Relative abundances (y-axes) of select taxa significantly associated with more severe disease in the cross-sectional cohort, with samples grouped by dichotomizing illness based on severity into mild and severe groups (x-axes), using a severity score threshold of 3.5. Each colored point represents the relative abundance of a given taxon in a single individual, with columns (left to right), shapes (circle, triangle, square), and colors (green, orange, red) distinguishing between healthy, mild illness, and severe illness groups, respectively.

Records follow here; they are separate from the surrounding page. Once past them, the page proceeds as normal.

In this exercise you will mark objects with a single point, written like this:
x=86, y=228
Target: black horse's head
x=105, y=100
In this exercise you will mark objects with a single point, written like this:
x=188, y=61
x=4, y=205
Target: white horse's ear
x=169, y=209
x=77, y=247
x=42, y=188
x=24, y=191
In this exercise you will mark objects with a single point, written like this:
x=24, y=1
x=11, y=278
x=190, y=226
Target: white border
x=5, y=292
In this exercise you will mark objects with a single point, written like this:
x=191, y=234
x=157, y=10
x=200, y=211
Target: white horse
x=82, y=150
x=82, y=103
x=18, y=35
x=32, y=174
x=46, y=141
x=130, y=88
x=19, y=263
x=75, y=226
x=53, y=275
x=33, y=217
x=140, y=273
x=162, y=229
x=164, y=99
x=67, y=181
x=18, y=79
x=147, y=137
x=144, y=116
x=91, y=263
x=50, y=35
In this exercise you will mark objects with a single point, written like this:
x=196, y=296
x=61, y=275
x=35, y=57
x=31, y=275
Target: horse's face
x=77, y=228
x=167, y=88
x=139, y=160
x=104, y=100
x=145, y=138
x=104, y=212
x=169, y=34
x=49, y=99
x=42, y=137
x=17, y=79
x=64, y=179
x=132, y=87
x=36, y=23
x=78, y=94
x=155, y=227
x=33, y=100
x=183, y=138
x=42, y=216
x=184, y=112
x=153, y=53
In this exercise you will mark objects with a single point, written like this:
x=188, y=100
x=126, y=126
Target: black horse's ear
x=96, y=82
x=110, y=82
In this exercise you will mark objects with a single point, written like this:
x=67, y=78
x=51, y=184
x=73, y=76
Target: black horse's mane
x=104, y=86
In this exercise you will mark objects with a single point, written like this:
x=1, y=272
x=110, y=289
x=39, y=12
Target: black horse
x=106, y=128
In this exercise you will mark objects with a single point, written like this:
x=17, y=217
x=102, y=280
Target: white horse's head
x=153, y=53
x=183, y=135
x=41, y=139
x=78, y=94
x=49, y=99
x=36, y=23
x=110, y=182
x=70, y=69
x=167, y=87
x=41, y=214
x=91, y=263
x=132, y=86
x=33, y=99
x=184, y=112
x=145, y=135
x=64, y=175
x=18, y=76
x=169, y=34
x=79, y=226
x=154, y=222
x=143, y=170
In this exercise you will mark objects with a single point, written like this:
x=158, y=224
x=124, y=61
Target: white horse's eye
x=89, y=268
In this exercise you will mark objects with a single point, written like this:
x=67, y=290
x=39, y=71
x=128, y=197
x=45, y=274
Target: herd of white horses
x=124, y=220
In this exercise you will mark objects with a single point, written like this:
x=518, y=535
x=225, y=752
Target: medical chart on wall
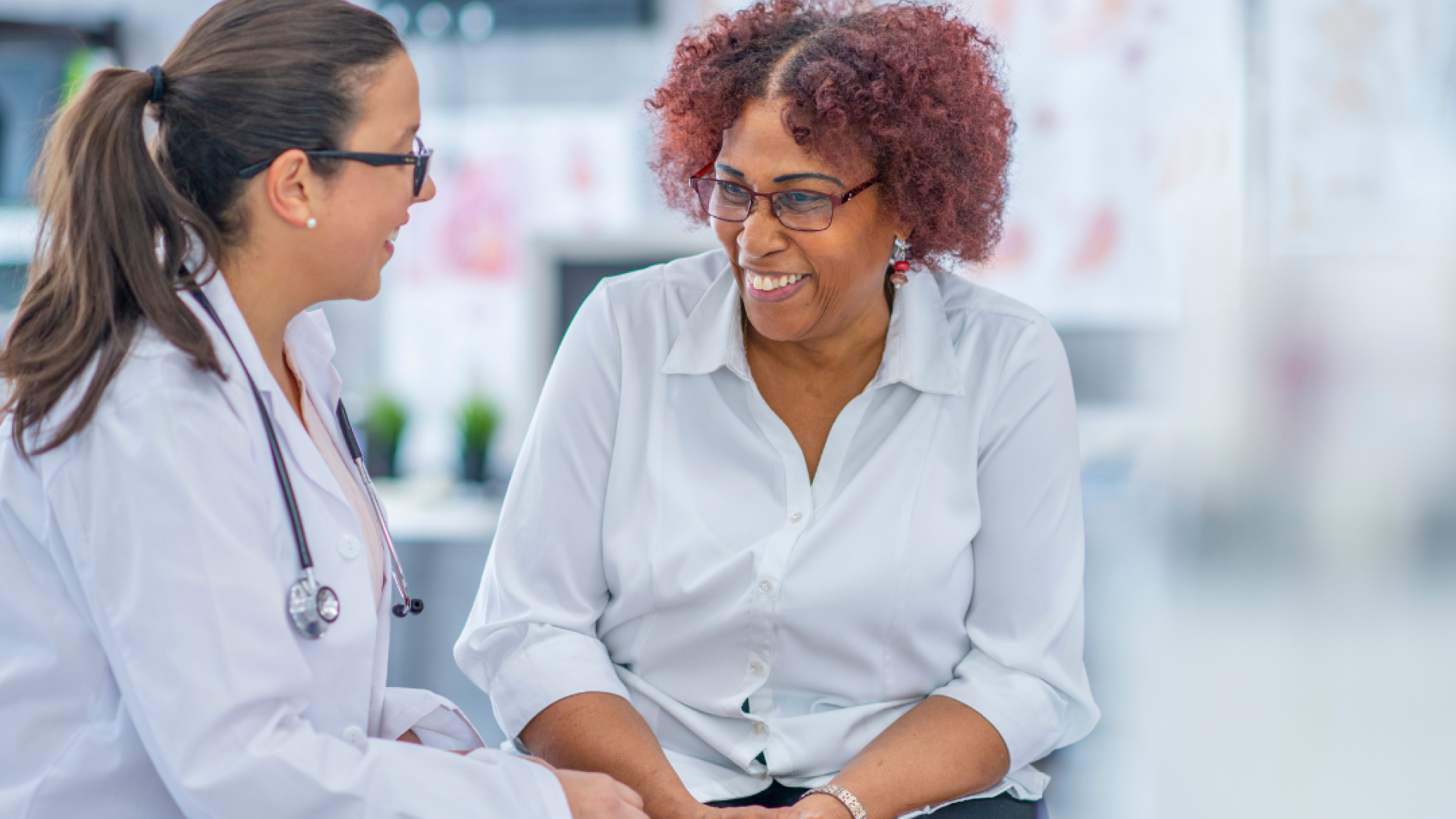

The black diamonds indicate the group mean for each group. Box plots are overlaid on each group, centered on the group median, with notches indicating an approximately 95% confidence interval, boxes indicating boundaries of the first and third quartiles, and whiskers extending to the largest and smallest values no further than 1.5 × interquartile range from the boxes. Points beyond the whiskers are commonly considered outliers, which in this case would suggest that many of the observed associations between taxon relative abundance and illness severity are driven primarily by outliers, or that taxon abundance in severely ill infants comprises more than 1 underlying distribution.